Transducer equipped with needle guidance system
Display of predetermined course into the target site on the monitor
Despite which technique the surgeon chooses to employ, it is the experience of the surgeon or the operator with that system that is paramount. The location and size of the target lesion will also aid one in determining which system to use. In general, more superficially located organs or lesions such as the thyroid or breast can be approached by the freehand technique. On the other hand, deeply situated lesions in locations such as the intra-abdominal organs often require a needle guidance system to access (Fig. 7.17).

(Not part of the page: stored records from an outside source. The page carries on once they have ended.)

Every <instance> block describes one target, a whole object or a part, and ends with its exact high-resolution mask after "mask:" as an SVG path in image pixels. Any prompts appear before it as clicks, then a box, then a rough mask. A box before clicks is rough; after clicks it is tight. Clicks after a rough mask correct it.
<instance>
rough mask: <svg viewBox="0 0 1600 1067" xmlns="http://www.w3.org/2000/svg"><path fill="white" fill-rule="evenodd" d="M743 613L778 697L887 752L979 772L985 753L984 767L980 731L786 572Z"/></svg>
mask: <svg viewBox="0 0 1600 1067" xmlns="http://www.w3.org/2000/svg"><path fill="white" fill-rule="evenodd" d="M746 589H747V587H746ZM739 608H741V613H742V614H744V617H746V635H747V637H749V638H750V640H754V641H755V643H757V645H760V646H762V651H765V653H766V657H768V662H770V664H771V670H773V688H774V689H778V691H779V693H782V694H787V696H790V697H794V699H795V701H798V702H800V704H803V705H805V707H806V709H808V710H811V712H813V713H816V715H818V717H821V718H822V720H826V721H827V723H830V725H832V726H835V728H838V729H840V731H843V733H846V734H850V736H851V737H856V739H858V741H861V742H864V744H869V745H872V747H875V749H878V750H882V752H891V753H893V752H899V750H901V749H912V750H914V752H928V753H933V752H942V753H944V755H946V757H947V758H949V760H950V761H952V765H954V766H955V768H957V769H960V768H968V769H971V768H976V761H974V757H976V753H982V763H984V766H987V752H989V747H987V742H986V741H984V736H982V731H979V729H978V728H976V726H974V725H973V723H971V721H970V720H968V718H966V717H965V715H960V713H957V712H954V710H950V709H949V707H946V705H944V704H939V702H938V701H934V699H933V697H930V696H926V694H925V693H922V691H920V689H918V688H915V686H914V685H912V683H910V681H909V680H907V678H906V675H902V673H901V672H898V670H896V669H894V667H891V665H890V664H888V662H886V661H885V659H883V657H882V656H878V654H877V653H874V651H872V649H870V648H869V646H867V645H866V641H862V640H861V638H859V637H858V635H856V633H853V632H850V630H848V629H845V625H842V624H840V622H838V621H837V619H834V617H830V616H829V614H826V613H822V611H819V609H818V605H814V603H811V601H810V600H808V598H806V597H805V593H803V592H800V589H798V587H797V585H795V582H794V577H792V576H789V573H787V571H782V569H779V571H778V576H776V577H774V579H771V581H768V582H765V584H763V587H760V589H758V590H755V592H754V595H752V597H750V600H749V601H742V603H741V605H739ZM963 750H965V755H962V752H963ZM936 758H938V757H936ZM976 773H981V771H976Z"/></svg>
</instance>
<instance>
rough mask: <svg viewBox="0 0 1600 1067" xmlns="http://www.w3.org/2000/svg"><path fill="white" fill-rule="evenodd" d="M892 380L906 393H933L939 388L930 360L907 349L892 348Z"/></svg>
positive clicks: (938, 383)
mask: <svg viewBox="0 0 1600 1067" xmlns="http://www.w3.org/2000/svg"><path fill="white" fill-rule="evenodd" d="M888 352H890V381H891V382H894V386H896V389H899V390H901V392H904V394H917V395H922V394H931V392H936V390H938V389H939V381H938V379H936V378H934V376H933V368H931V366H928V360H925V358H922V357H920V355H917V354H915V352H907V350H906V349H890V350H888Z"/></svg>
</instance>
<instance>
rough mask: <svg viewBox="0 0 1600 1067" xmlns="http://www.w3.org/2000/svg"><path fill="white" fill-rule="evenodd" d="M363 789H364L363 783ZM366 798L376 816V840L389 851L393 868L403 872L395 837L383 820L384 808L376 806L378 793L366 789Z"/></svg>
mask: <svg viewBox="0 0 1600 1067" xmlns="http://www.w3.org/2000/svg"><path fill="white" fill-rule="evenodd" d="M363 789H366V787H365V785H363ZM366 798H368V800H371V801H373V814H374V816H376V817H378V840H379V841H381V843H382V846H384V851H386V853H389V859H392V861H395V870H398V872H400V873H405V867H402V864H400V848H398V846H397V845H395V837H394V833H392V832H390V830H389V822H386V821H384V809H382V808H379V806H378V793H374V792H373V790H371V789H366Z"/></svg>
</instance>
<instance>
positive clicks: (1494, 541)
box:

Low-frequency transducer with needle-guided system used for percutaneous cholecystostomy
The transducers used for interventional ultrasound procedures have been either those that are biopsy dedicated or those that have the potential for needle guidance system (biopsy guide) attachment. Biopsy-dedicated transducers have fallen out of favor, primarily as a result of difficulty in needle visualization using such a transducer, but also because of the considerable difficulty in sterilizing the transducer’s central canal. Needle guidance systems are available in multiple shapes and sizes to accommodate various types of transducers. Most systems hold the needle firmly in place along a predetermined angle. Some have variable angles of insertion, which greatly facilitates appropriate and safe approach of the needle into targets. Some systems keep the needle in the ultrasound scanning plane, but the insertion angle is not fixed. Needle guidance systems either can be reusable and require cleaning/sterilization or can be disposable.